The name means “excellent style” in Hindi, according to the managing partner, Sandeep “Sunny” Baweha, and indeed the decked-out space bears no resemblance to the stereotypical strip-mall dive that serves oily chicken tikka masala under dated pictures of the Taj Mahal. Here you find a large patio with an open-flame fire pit (but beware of the flies), a Southern California vibe inside with lots of black, white and lime green, and a nod to Southeast Asia with red and gold walls and pretty beading separating the booths. The bar area is very mod too, in all black leather and neon lighting, a little oasis of cool in the desert of mallness.
Looking past aesthetics, the heart and soul of the operation really comes through in the care taken with the food, which is of (mostly) excellent quality, and in the sweet and attentive service. I haven't experienced nicer staff in this town, and certainly not in the Fan. On both visits, we have multiple servers including the manager attending to our every anticipated need: kid-friendly plastic cups of water; extra hot rice when the old bowl needs replenishing; multiple inquiries about the flavor and temperature of the food; and insistence that we not box up our own leftovers. All of this is accomplished without seeming intrusive, and with the utmost cheeriness.
The food is just as pleasurable, in large part because of the refreshing diversity of the menu. When Baweha and seasoned restaurateur Ashok Arora were creating Lehja's menu, they looked beyond the classic northern Indian cuisine of their native Punjab, which is the focus of sister restaurant Nawab in Hampton Roads. Chicken tikka masala and tandoori chicken are well-represented (aside from one burned piece of meat we're served) but you'll also find southern Indian delicacies such as vegetable kozhambu — a zesty curry dish — and western Indian dishes such as Goa-style lamb vindaloo.
Other entree highlights include the chicken korma, in a rich cashew-cream sauce with hints of lemon grass and fennel, and the outstanding house kebabs. The kebab medley of chicken tikka, jumbo shrimp (just one), yogurt-y salmon and an out-of-this world chunk of seasoned lamb are cooked to perfection, accompanied by tasty roasted vegetables and makhni (tomato-butter) sauce.
You won't miss samosas in the appetizer lineup, which instead includes revelations such as a chaat, the chef's daily street-food special of chickpeas, potatoes, lentils and fried flatbread in a sweet and tangy tamarind-yogurt sauce.

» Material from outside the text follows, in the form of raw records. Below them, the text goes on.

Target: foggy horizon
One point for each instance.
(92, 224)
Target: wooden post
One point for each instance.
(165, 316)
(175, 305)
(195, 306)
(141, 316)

The shiitake-leek potato patties broiled with cheddar are savory and satisfying, though the garnish of previously frozen mango chunks is superfluous.
The best deals are to be had at lunch, where you can score naan, rice, a side salad, and your choice from five meat or vegetarian entrees for around $10. Dinner is a good bit pricier, but you getting what you pay for: Lehja may be at the mall, but the quality of this operation is uptown all the way.
11800 W. Broad St., Suite 910
Short Pump Town Center
Lunch: Monday-Saturday 11:30 a.m.-2:30 p.m.; Sunday noon-3 p.m.
Dinner: Sunday-Thursday 5-10 p.m.; Friday-Saturday 5-10:30 p.m.